Los hemocultivos se realizan para detectar infecciones en la sangre e identificar su causa. Las infecciones del sistema sanguíneo suelen estar causadas por bacterias (bacteriemia), pero también pueden estar causadas por hongos o levaduras (fungemia), así como por virus (viremia).
Una infección en la sangre suele ser consecuencia de una infección en cualquier otra parte del organismo, propagándose desde este punto original en el caso de que se trate de una infección grave y/o en el caso de que el sistema inmune no sea capaz de contener la infección. Por ejemplo, una infección del tracto urinario puede diseminarse desde la vejiga urinaria o desde los riñones hacia la sangre, afectando a partir de ahí a todo el organismo; se pueden infectar así otros órganos y en consecuencia pueden aparecer complicaciones graves que pueden poner en peligro la vida del individuo. A menudo se habla indistintamente de sepsis y de septicemia.
- Septicemia se refiere a una infección de la sangre.
- Una sepsis se refiere a las complicaciones graves que se acaban de citar y requiere de un tratamiento agresivo e inmediato. La persona afectada suele estar hospitalizada en unidades de cuidados intensivos.
Técnica:
El no ejecutar correctamente la técnica puede aumentar la tasa de contaminación, que es un importante parámetro de calidad. Con una técnica correcta, el número de contaminaciones no debe superar el 3%, cifra menor al 4 – 7,5% descrita en la mayoría de los estudios realizados en urgencias.

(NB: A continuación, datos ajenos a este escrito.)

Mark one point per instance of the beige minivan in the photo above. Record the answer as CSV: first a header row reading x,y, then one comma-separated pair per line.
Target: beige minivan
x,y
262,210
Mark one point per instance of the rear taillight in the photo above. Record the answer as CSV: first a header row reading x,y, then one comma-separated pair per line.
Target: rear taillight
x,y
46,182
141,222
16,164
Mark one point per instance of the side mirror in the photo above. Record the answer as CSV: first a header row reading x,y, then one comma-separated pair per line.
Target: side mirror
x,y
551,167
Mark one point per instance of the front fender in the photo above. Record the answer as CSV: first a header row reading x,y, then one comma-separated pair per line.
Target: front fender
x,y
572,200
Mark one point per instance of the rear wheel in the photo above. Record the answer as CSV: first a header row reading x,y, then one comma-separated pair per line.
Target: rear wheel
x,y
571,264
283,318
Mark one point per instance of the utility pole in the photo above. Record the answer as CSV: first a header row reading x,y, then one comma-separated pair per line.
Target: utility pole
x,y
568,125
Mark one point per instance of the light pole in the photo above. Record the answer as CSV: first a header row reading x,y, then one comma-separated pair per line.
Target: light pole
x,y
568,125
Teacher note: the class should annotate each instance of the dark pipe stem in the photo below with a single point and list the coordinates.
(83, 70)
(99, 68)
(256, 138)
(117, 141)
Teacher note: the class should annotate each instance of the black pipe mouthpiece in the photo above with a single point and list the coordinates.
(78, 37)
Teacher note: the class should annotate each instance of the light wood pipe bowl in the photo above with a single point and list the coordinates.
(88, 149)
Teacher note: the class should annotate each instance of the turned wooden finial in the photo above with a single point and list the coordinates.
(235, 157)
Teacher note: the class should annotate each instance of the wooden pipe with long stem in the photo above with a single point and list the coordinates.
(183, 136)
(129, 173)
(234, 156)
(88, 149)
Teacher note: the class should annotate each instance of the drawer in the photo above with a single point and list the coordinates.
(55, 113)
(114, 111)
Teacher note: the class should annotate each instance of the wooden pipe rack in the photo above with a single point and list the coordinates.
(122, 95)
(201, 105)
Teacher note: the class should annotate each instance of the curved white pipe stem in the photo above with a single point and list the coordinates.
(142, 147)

Normalmente se recogen de dos a tres muestras de sangre procedentes de distintas venas y en distintos momentos, con la finalidad de aumentar la probabilidad de detección del microorganismo. El hecho de obtener múltiples muestras de sangre permite distinguir entre patógenos verdaderos (que estarán presentes en más de un hemocultivo), y bacterias cutáneas que pueden haber causado una contaminación de la muestra en el momento de su obtención.
La sangre se obtiene por punción de una vena del antebrazo. La sangre se introduce en unas ampollas de cultivo que contienen caldo de cultivo para microorganismos. Todo hemocultivo se realiza con el conjunto de estas dos botellas.
Los hemocultivos se incuban durante varios días antes de que se informen como negativos. Algunos tipos de bacterias u hongos crecen más lentamente que otros y por este motivo se tarda más en detectarlos, especialmente si se encuentran en pequeñas cantidades.
Si el hemocultivo resulta positivo, se podrá identificar específicamente la bacteria causante de la infección y realizar posteriormente un antibiograma (estudio de la sensibilidad a antibióticos); así el médico podrá saber qué antibióticos son efectivos contra la infección.